Methods: Sixty-four patients were randomized, in this double-blind study, to receive propofol sedation according to one of two regimens: infusion of 200 µg·kg^–1 ·min^–1 for ten minutes reduced thereafter to 50–150 µg·kg^–1 ·min^–1 titrated by an anesthesiologist, according to patient response (group ACS), or propofol administered by patient-controlled analgesia (bolus dose 300 µg·kg^–1, lockout interval three minutes, no basal infusion), (group PCS). All patients received midazolam 10 µg·kg^–1 iv and fentanyl 1 µg·kg^–1 iv preoperatively, followed by fentanyl infused at a rate of 0.5 µg·kg^–1 ·hr^–1 throughout the procedure. Sedation and analgesia were assessed using the A-line ARX index and visual analogue scale, respectively. Psychomotor recovery and readiness for recovery room discharge were assessed using the Trieger dot test and postanesthesia discharge score, respectively. Patient satisfaction was assessed on a seven-point scale (1–7).
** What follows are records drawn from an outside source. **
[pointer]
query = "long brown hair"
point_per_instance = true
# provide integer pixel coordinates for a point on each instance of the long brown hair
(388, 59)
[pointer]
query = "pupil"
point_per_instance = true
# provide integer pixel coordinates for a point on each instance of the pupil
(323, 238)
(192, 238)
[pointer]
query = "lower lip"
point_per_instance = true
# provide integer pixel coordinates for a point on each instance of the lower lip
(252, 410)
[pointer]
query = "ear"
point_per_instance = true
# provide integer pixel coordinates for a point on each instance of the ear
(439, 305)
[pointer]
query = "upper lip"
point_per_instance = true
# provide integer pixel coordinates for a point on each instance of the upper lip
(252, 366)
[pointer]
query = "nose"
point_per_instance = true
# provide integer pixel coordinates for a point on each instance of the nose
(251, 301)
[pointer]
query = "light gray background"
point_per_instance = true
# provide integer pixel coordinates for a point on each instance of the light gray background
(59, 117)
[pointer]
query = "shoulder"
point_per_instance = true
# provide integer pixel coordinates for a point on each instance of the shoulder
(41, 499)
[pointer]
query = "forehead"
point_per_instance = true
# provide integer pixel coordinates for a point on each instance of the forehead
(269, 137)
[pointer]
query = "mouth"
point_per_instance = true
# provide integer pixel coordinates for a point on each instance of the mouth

Results: In comparison to group PCS, patients in group ACS received more propofol (398 ± 162 mg vs 199 ± 68 mg, P < 0.001), were more sedated (A-line ARX index: 35 ± 16 vs 73 ± 16, P < 0.001), experienced less pain (visual analogue scale: 0 ± 0 vs 3 ± 1, P < 0.001), and were more satisfied (median [Q1, Q3]: 7 [7, 7] vs 6 [6, 7], P < 0.001). In contrast, patients in group PCS had faster psychomotor recovery (Trieger dot test median [Q1, Q3]: 8 [4, 16] vs 16 [12, 26] dots missed, P = 0.002) and achieved postanesthesia discharge score 9 earlier (median [Q1, Q3]: 40 [35, 60] vs 88 [75, 100] min, P < 0.001) compared with group ACS.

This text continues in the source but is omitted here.